Duas notícias recentes envolvendo o ex-goleiro Bruno chamaram atenção, condenado pelo assassinato de Eliza Samudio, o ex-Flamengo entrou na Justiça contra a Band e pedindo uma indenização de R$ 4 milhões.
Na ação, ele acusa a emissora de perseguição em razão de reportagens exibidas ao longo dos anos e afirma que a exposição teria provocado impactos negativos em sua vida profissional.
A apresentadora Catia Fonseca, que deixou a Band em 2025, também aparece como ré no processo. Segundo a ação, Bruno teria sido alvo de comentários e críticas feitos por ela durante o período em que esteve à frente do programa Melhor da Tarde.
O ex-jogador solicita R$ 4 milhões por danos morais e suposta violação do direito de imagem. O processo tramita na 1ª Vara Cível da Comarca de Cabo Frio, no Tribunal de Justiça do Rio de Janeiro (TJ-RJ), e envolve tanto a emissora quanto a apresentadora.
De acordo com os argumentos apresentados por Bruno, reportagens exibidas desde 2022 teriam ultrapassado os limites do direito à informação ao abordar sua trajetória e o caso envolvendo a morte de Eliza Samudio. Ele sustenta que a exposição prejudicou suas oportunidades profissionais e dificultou seu processo de ressocialização.

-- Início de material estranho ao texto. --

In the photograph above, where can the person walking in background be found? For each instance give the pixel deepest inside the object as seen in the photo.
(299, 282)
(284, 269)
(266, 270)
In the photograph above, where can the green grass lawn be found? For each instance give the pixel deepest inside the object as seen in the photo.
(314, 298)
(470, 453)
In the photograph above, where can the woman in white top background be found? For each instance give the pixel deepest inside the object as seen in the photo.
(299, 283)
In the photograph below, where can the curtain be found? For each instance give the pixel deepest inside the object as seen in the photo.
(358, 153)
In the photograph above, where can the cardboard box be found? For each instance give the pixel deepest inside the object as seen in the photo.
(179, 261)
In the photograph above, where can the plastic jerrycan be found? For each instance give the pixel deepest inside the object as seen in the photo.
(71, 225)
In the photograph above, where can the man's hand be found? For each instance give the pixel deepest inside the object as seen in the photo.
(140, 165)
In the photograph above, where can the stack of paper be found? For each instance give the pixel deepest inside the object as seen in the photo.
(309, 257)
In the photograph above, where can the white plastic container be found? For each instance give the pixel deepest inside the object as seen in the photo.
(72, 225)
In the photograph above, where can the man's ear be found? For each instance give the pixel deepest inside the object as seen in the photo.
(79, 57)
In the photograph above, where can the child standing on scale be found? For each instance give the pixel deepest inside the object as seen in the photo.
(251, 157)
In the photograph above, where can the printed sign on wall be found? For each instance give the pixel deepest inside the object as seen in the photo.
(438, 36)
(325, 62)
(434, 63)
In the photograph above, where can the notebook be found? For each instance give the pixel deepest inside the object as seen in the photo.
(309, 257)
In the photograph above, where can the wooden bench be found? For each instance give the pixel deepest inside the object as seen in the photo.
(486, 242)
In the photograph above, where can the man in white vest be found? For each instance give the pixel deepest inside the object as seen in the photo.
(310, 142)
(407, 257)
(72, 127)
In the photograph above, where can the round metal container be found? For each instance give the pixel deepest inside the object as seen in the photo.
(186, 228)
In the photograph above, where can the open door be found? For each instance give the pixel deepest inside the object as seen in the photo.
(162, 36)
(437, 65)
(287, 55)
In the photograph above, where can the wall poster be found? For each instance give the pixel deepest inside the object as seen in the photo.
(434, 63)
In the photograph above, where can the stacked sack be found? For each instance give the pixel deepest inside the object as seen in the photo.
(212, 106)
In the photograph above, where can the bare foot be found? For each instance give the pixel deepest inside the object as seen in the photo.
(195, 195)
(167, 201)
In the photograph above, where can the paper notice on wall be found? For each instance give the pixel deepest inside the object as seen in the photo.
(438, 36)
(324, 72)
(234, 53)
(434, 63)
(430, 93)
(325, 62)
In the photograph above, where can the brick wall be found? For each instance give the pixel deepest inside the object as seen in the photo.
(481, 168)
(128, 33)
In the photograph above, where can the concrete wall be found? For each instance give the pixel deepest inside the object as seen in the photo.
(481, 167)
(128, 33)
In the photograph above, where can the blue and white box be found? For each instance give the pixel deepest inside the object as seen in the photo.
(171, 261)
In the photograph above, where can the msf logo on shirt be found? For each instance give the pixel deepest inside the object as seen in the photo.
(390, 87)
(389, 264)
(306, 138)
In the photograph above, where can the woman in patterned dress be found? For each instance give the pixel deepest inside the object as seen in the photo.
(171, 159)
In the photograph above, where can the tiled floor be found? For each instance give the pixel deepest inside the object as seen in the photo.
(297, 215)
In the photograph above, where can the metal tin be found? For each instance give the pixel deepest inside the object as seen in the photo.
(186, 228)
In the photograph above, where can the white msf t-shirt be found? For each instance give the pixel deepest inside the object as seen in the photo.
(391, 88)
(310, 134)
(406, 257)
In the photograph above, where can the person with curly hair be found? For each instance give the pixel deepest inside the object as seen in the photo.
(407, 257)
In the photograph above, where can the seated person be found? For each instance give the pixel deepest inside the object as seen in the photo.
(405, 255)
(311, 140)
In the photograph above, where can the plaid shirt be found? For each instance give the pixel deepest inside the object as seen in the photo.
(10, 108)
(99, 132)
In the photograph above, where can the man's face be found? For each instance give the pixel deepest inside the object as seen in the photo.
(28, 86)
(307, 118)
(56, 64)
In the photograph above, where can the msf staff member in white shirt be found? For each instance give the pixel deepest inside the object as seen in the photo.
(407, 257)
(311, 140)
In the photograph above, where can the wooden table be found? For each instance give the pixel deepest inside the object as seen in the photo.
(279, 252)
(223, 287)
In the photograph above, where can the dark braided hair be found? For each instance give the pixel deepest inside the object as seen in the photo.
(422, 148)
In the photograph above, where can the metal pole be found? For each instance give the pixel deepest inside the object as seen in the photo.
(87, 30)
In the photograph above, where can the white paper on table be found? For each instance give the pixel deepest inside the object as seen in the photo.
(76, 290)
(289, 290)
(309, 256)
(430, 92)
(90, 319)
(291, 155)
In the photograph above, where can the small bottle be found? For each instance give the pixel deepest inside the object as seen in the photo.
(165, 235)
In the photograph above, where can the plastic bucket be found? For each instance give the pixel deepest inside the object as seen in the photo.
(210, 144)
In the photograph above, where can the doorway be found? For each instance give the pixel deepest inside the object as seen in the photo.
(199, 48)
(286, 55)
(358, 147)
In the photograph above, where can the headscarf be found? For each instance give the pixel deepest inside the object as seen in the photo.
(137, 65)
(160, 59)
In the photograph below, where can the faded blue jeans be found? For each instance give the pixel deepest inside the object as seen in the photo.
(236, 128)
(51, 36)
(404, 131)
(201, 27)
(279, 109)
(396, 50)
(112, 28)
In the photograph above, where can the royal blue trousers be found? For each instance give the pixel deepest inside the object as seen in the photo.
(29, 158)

Esta não é a primeira disputa judicial entre Bruno e a Band. Anteriormente, o ex-goleiro havia solicitado que a emissora fosse impedida de mencionar seu nome no Melhor da Tarde e de exibir novas reportagens relacionadas ao caso. Os pedidos foram rejeitados pela Justiça.
Em decisão anterior, a juíza Juliana Gonçalves Figueira considerou que a liberdade de expressão e de imprensa deveria ser preservada, desde que não houvesse conteúdo comprovadamente falso ou criminoso. A magistrada também levou em conta a condição de Bruno como figura pública e a ampla repercussão do processo criminal.
O caso agora seguirá seu curso na Justiça do Rio de Janeiro. Caberá ao Judiciário analisar os argumentos apresentados pelo ex-goleiro e pela defesa da Band e de Catia Fonseca, considerando de um lado as alegações relacionadas ao direito de imagem e, de outro, os limites da liberdade de imprensa.
Filho foi afastado no Botafogo por questão disciplinares
O goleiro Bruno Samudio, que faz parte do elenco Sub-17 do Botafogo, está afastado das partidas oficiais da categoria. A medida já se estende por dois jogos consecutivos e, segundo as informações divulgadas, está relacionada a questões disciplinares internas.
A situação foi revelada inicialmente pelo jornalista Wellington Arruda. O jovem goleiro não apareceu entre os relacionados para o clássico contra o Flamengo, válido pelo Campeonato Brasileiro Sub-17. Até o momento, o Botafogo não apresentou publicamente detalhes sobre o episódio que teria provocado o afastamento.
Bruno Samudio, goleiro da equipe sub-17 do Botafogo, não foi relacionado mais uma vez. Desta vez, o arqueiro ficou fora da lista para o clássico contra o Flamengo, pelo Campeonato Brasileiro Sub-17.
— Wellington Arruda 🦫 (@well_arrudaa) August 17, 2026
O atleta segue afastado por questões disciplinares. O Botafogo, no entanto, não… pic.twitter.com/jFE08ois6I
De acordo com a apuração, o clube apenas mantém a informação de que Bruno está afastado por motivos disciplinares. A ausência diante do Flamengo representou a segunda partida seguida em que o arqueiro ficou fora da equipe.
Apesar do episódio, Bruno Samudio é considerado um jogador de potencial nas categorias de base. O goleiro recebe avaliações positivas pelo desempenho dentro de campo e é visto como um atleta que reúne características para, futuramente, buscar uma oportunidade no futebol profissional.
Antes de chegar ao Botafogo, Bruno defendia o Athletico-PR, clube pelo qual também passou por uma situação relacionada à disciplina. O novo episódio no futebol carioca, portanto, chama atenção justamente por envolver novamente questões fora das quatro linhas.
O Botafogo trabalha para que o goleiro consiga evoluir não apenas tecnicamente, mas também em aspectos relacionados à formação e ao comportamento. A intenção é proporcionar o acompanhamento necessário durante esse período de desenvolvimento e evitar que problemas disciplinares prejudiquem a trajetória do jovem atleta.